Is this realistic for a 15 year old who doesn’t work out

jeremyumc

New member
I’ve Been given a workout routine and it seems really high intensity seeing as I rarely work out the routine is listed below

Monday- 25 push ups, 25 sit ups, 12x2 30 metre jog

Tuesday- 30 push ups, 30 sit ups, 30 squats

Thursday- jog for 15 minutes
 
@jeremyumc You might have to work your way up to it, but you can take your time doing those push ups. For example, do it as 5 sets of 5 and rest in between. Same thing for the other exercises, break it up into sets and rest in between
 
@jeremyumc This actually seems pretty low intensity. If you're gonna do a full-body split like this you should at least do 3 days of these calisthenics movements (spread out with a day's rest in between). I'd also go for 4-5 sets to failure rather than a fixed number of reps, resting roughly 2 minutes between sets. I'd also add some sort of pulling movement because the current program leaves your back completely untrained.

So what you could do is something like this:

Mon, Wed, Fri - pushups 5 sets fo failure, pullups 5 sets to failure, squats 5 sets to failure

Keep track of your reps per each set of an exercise on each day and progress by trying to do more reps each week than you did the last week.

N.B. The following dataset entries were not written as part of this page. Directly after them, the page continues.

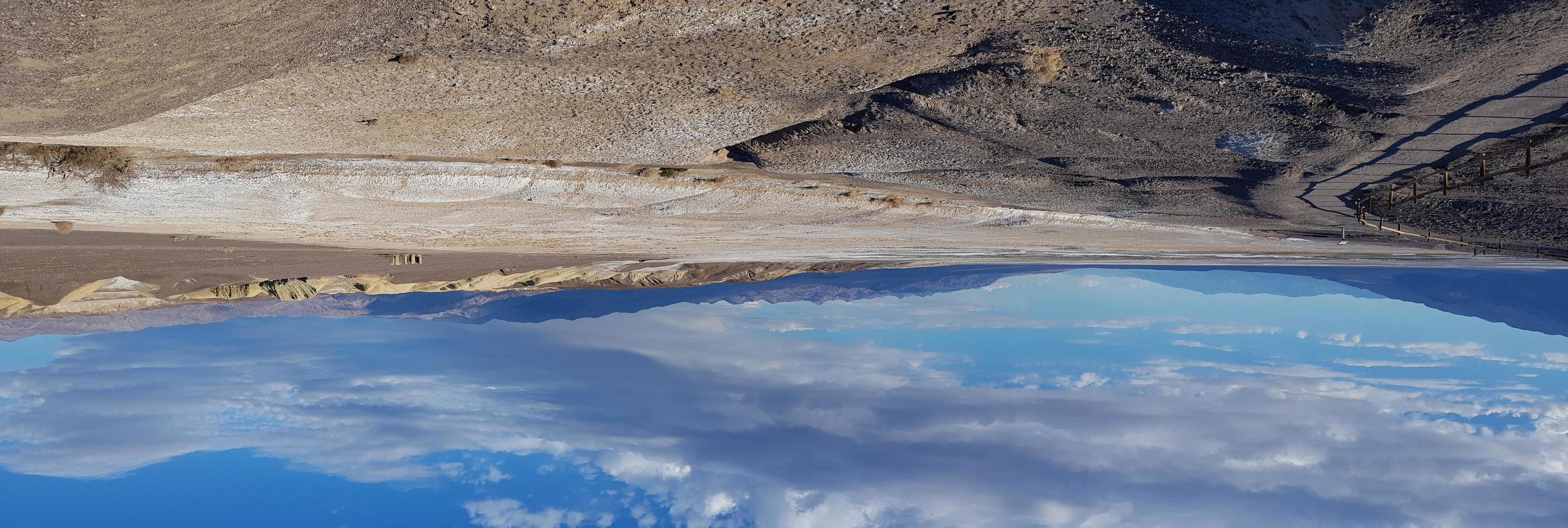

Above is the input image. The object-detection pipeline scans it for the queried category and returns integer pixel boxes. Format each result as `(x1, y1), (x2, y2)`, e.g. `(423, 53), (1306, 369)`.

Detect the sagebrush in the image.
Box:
(0, 143), (136, 190)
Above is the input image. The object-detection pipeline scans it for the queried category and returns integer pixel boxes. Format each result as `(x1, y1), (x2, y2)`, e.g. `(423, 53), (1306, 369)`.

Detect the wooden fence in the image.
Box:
(1355, 135), (1568, 260)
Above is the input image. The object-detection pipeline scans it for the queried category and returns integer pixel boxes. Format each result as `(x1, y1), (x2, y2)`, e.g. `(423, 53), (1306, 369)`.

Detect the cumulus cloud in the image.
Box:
(0, 305), (1568, 526)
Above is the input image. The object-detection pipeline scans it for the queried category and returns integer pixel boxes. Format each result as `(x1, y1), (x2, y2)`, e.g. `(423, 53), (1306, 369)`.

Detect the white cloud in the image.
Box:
(1334, 359), (1449, 368)
(1167, 323), (1283, 335)
(1171, 338), (1236, 352)
(1320, 334), (1513, 362)
(703, 492), (737, 517)
(463, 498), (615, 528)
(0, 305), (1568, 526)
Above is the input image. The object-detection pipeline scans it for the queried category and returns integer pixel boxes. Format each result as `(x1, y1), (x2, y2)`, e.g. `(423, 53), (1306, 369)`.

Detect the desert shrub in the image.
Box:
(1023, 47), (1066, 85)
(213, 155), (256, 172)
(0, 143), (136, 190)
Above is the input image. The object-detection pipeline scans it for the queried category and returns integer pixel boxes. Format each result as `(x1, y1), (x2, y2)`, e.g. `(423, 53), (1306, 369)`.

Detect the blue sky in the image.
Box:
(0, 268), (1568, 526)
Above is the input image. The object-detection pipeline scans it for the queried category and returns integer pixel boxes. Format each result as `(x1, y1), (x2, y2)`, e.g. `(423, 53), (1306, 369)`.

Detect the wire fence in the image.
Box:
(1355, 135), (1568, 260)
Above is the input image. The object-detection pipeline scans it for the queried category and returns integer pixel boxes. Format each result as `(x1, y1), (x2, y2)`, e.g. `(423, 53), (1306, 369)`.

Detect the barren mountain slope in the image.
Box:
(0, 0), (1568, 226)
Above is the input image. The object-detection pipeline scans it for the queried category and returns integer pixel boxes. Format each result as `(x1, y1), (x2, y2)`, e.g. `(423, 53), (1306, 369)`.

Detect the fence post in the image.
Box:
(1524, 140), (1535, 177)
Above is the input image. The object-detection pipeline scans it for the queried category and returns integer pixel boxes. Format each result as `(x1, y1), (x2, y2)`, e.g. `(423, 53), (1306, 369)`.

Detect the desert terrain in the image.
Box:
(0, 0), (1568, 316)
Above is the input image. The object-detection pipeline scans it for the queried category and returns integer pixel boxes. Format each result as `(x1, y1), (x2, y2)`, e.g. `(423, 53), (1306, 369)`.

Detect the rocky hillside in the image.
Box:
(0, 0), (1568, 224)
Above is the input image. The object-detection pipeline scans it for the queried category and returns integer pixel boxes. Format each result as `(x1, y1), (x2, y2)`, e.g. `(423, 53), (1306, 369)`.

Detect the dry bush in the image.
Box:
(0, 143), (136, 191)
(1023, 47), (1066, 85)
(213, 155), (256, 172)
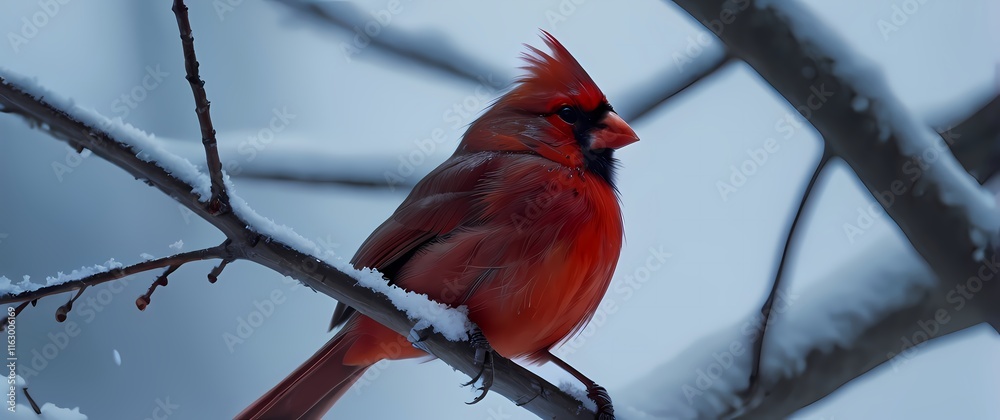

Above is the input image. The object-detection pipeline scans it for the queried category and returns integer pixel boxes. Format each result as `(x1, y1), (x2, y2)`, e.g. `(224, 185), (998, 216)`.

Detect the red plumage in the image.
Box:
(238, 33), (638, 418)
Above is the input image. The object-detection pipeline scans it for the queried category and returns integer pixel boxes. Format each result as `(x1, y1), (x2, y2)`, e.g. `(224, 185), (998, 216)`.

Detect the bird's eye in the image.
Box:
(556, 106), (580, 124)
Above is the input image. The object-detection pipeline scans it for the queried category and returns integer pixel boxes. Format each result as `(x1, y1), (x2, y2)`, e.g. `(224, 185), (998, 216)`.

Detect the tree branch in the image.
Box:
(941, 95), (1000, 184)
(171, 0), (229, 213)
(615, 48), (733, 123)
(745, 147), (830, 398)
(276, 0), (511, 89)
(0, 244), (229, 304)
(0, 70), (594, 419)
(675, 0), (1000, 322)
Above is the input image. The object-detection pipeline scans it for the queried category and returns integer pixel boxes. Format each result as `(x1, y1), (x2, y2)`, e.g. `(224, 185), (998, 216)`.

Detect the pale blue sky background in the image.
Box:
(0, 0), (1000, 419)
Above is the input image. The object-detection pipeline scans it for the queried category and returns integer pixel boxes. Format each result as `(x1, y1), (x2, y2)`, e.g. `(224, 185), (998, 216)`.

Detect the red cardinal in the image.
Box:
(237, 31), (639, 419)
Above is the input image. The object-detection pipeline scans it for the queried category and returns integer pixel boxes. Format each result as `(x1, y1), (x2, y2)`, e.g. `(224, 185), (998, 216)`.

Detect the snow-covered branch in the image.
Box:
(0, 72), (594, 419)
(620, 86), (1000, 419)
(618, 237), (996, 419)
(941, 95), (1000, 183)
(0, 244), (229, 310)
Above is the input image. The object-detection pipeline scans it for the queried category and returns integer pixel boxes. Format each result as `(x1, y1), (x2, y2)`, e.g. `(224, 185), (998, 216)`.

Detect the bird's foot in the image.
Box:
(587, 384), (615, 420)
(406, 323), (433, 353)
(462, 328), (493, 405)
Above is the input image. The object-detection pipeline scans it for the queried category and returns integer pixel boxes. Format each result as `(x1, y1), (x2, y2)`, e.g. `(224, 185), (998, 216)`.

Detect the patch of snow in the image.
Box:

If you want to incorporate cardio, ideally do that as a separate workout in the mornings and the calisthenics in the evening. But, if you have to combine them, do the cardio first to have the least interferance with your muscle recovery and growth from the other exercises (several studies back this up).

If you have any other questions let me know. I've been working out consistently for about 3 years now but I've made more progress naturally than many guys make in double that time because I've done ridiculous amounts of research to know how to optimize my training.